Description of problem: Notice the CPU speed is reported as 1GHz in /proc/cpuinfo -> processor : 0 vendor_id : GenuineIntel cpu family : 6 model : 14 model name : Genuine Intel(R) CPU T2400 @ 1.83GHz stepping : 8 cpu MHz : 1000.000 cache size : 2048 KB physical id : 0 siblings : 2 core id : 0 cpu cores : 2 fdiv_bug : no hlt_bug : no f00f_bug : no coma_bug : no fpu : yes fpu_exception : yes cpuid level : 10 wp : yes flags : fpu vme de pse tsc msr pae mce cx8 apic mtrr pge mca cmov pat clflush dts acpi mmx fxsr sse sse2 ss ht tm pbe nx constant_tsc pni monitor vmx est tm2 xtpr bogomips : 3664.18 clflush size : 64 On the contrary, "dmesg" shows these boot messages -> CPU 0 irqstacks, hard=c0790000 soft=c0770000 PID hash table entries: 4096 (order: 12, 16384 bytes) Detected 1830.942 MHz processor. Which frequency value is correct? BTW, my laptop is connected to the power outlet so it should run on maximum speed (by default). Version-Release number of selected component (if applicable): kernel-2.6.22.1-33.fc7 How reproducible: Always
$ cat /sys/devices/system/cpu/cpu0/cpufreq/scaling_available_governors ondemand userspace performance $ cat /sys/devices/system/cpu/cpu0/cpufreq/scaling_governor ondemand $ cat /sys/devices/system/cpu/cpu1/cpufreq/scaling_available_frequencies 1833000 1333000 1000000 It seems by default (as per /etc/sysconfig/cpuspeed) the governor is set to ondemand which causes the speed to be the lowest (1000MHz). I had to many set the GOVERNOR field to "performance" in /etc/sysconfig/cpuspeed and restart the service to get the maximum speed of 1833MHz. I would assume that when the laptop is running on AC power, the speed should not default to the mininum.

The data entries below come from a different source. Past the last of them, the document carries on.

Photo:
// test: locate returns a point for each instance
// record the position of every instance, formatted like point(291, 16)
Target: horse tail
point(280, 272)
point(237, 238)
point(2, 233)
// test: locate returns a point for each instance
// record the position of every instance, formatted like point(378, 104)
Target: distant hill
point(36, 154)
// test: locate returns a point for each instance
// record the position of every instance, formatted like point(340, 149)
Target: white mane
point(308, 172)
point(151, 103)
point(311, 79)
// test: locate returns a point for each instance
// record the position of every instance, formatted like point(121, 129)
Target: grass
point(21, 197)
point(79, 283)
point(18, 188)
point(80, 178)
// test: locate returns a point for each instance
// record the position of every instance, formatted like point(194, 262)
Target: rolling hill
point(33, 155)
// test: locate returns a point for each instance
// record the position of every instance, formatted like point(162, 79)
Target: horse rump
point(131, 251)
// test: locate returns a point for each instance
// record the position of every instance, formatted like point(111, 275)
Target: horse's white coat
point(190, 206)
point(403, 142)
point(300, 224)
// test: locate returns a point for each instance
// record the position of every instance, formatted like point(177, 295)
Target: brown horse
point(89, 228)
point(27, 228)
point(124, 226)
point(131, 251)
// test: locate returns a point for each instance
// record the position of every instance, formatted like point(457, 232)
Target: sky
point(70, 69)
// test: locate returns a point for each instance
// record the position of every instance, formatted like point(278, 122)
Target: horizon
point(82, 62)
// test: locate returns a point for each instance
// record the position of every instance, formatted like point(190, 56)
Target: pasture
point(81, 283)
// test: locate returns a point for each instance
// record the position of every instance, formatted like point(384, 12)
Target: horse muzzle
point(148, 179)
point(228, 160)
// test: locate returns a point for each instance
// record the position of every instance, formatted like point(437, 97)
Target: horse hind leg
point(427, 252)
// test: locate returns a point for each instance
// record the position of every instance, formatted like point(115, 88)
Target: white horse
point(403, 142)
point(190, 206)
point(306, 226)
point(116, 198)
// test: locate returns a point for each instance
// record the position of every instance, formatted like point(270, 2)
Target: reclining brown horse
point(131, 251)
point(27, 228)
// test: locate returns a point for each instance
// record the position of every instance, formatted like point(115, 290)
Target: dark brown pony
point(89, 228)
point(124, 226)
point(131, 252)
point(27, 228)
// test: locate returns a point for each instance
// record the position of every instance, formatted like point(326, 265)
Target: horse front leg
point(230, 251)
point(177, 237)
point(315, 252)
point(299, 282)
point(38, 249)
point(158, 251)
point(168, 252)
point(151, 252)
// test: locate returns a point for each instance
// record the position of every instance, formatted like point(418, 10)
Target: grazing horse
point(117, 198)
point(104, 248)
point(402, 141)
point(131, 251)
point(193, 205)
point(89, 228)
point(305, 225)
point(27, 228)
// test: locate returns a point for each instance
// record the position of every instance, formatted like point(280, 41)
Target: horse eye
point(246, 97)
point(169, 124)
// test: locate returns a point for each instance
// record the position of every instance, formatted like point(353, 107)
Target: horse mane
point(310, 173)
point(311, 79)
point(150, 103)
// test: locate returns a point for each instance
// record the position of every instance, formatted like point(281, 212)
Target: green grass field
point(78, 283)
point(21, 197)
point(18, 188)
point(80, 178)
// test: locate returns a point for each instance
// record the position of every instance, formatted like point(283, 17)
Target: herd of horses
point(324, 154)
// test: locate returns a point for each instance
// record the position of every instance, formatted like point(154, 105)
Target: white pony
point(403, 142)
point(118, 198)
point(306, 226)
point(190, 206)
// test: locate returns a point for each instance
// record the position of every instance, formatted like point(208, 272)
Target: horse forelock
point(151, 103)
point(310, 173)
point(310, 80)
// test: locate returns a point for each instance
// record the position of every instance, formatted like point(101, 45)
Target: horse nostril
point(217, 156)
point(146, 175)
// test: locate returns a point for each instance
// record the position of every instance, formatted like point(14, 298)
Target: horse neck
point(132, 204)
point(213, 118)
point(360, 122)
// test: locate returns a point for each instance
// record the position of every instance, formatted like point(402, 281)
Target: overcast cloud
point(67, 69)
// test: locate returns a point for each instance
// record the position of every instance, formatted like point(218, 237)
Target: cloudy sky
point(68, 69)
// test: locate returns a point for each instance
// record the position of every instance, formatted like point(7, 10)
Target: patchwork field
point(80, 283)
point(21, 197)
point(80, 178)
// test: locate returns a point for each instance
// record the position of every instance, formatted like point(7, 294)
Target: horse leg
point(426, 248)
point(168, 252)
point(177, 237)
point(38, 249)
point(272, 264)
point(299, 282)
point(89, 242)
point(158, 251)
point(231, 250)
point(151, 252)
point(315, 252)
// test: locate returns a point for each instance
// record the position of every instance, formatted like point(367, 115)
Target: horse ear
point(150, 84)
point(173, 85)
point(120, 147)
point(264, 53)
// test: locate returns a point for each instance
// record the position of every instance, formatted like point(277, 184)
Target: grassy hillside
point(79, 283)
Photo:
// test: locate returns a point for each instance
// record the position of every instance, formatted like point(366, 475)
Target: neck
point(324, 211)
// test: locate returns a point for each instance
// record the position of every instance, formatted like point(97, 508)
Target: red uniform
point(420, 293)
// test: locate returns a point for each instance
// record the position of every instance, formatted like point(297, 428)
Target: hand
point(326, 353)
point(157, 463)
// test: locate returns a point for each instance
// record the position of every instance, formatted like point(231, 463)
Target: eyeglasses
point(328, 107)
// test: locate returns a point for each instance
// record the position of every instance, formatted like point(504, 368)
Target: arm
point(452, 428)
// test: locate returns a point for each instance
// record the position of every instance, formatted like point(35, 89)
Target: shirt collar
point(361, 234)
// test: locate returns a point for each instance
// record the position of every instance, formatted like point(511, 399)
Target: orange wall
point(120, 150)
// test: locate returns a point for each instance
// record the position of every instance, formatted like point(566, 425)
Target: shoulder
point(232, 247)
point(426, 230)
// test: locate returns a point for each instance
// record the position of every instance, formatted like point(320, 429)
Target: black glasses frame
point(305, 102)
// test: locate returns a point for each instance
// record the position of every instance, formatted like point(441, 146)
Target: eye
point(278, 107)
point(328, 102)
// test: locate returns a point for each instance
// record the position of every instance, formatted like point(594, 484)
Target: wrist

Nope, ondemand quickly ramps up to max speed when its needed -- i.e. On Demand, thus the name of the governor. :) More background: The idea here is to save power. The same driver runs on lots of desktop systems, which are always on AC power. Can't do much good if it just sits there full-throttle all the time. So you either want to switch to the performance governor when on AC, or just use ondemand as its intended -- it does ramp the speed up when its actually needed.